It is difficult to exaggerate the part played by the personality of the Kaiser in German imperial politics at that moment. If one probed any great German question to the bottom, one always came back to that fact. Take the question of the Navy—that vital Anglo-German problem of the early century. The Army chiefs were, I think, quite ready to contemplate a naval “deal,” if only to keep England out of the land-wars of the Continent. The Social Democrats, of course, were more than willing; they were anti-naval as well as anti-militarist. But to the Kaiser the Navy was always prime favourite; it was his toy, his darling dream, his cherished ambition. His sincerest belief and hopes were expressed in the phrase, “Our future lies on the ocean.” He stimulated the popular zeal for the Navy in every possible way. The Nord Deutsche Lloyd Liners had elaborate pictures comparing the respective navies, and showing the smallness of the German in comparison with ours; the great German Navy League was constantly pushed forward; and no Minister could long remain in power who did not sympathise with this cult. The curious thing was that the German populations along the sea-board were not half so enthusiastic for the Navy as the inland populations, who seemed enthusiastic in proportion to their ignorance of the sea.

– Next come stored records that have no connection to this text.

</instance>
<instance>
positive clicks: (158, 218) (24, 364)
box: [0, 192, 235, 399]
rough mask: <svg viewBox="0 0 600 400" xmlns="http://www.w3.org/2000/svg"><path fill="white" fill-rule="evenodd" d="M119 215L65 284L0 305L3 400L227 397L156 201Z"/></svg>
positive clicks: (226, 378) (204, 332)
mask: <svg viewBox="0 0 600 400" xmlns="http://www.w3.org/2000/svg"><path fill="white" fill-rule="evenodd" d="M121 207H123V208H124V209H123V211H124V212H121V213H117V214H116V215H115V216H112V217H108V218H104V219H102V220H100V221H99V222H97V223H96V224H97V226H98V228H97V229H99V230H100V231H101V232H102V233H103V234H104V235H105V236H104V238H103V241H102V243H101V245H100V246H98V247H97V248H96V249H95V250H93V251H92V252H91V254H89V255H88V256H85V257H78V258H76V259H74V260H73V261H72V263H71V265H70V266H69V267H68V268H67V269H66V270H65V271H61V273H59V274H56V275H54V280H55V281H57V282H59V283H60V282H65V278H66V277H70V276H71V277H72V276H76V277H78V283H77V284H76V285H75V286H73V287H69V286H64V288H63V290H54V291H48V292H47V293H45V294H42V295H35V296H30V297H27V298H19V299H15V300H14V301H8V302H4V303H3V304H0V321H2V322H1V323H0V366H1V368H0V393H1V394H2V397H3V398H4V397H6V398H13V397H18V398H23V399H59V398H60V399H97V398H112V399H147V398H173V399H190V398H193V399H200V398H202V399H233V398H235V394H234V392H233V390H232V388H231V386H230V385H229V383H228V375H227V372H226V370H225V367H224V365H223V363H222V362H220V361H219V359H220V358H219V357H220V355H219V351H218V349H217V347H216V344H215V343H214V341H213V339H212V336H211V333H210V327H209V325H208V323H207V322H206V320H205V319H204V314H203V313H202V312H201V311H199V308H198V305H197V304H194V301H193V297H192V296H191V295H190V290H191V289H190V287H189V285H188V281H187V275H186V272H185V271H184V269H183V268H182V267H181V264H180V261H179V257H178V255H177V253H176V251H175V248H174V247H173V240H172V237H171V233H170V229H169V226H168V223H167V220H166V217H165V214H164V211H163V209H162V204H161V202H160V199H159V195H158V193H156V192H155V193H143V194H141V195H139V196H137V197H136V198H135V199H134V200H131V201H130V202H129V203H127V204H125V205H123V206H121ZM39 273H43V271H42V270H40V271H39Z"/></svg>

Many Germans used to put down the Kaiser’s passion for the Navy to his English blood. He was a very enthusiastic yachtsman; and, as most yachtsmen are Englishmen, that threw him into constant relations of intimacy with English sailor-men. The English yachtsmen on the North Sea found him almost excessive in his friendliness. I remember an instance given to me by a famous English yachtsman, fond of cruising in northern waters. A German torpedo-boat had accidentally one evening broken the bowsprit of his yacht. During the night, while the owner was asleep, a body of carpenters came on board of the English yacht and mended the bowsprit. In the morning, after breakfast, the Kaiser arrived himself. He had sent the carpenters. “Well!” he said, “how do you like your new bowsprit?” Then he looked at it whimsically. “When you go back to England,” he said, “tell them it was ‘made in Germany’!”
And yet at that very time this friendliness towards English yachtsmen—of which this was only one example—was not preventing the Kaiser from regarding the British naval power with a haunting jealousy that led him into the constant intrigues against England, of which we gain a glimpse in the secret correspondence discovered in the palace of the Russian Czar.
The Kaiser, indeed, was at that time always a great trouble to all the diplomats. He was like a perpetual cracker explosively zig-zagging about in all the Foreign Offices of Europe. Nobody ever knew what he would do or say—to whom he would talk, and with whom he would correspond. He had a touch of freakish irresponsibility. “I always knew that Willy would come to no good,” sighed an English Princess of the old school; and she seemed to have an eye for character. After Agadir, he calmly protested that the British Government had no right to object, as he had told some one of his intentions when he was visiting the British Court! His telegram to President Wilson seems to show that he carried this view of the British Constitution right up to the eve of the Great War.
“He is a bad neighbour,” said an official of the British Foreign Office at that time; and that really seemed to sum it up.
His constant changes of mood made German foreign policy very difficult to forecast, and I do not think that any one can claim to have foreseen the future.
The German officials told me that they had never had a visitor with a quicker mind than Mr. Lloyd George. After a long day spent in the Central Insurance Office at Berlin, the men who went round with us were very enthusiastic. “He grasps the system more rapidly than any student we have ever had.” Mr. Lloyd George, indeed, made a very exhaustive study of the German system. But in his Act he improved upon it and added to it in many important respects.[[56]]
It was a strange visit, curious to look back upon at this distance of time. Our days were filled with the insistent calls of a great social inquiry. But we could not ignore another aspect. After all, there was a greater problem darkening the air than insurance against individual sickness and unemployment. What about insurance against another and greater human sickness—the sickness of war? The thought of that kept recurring, like a secondary theme in some piece of music.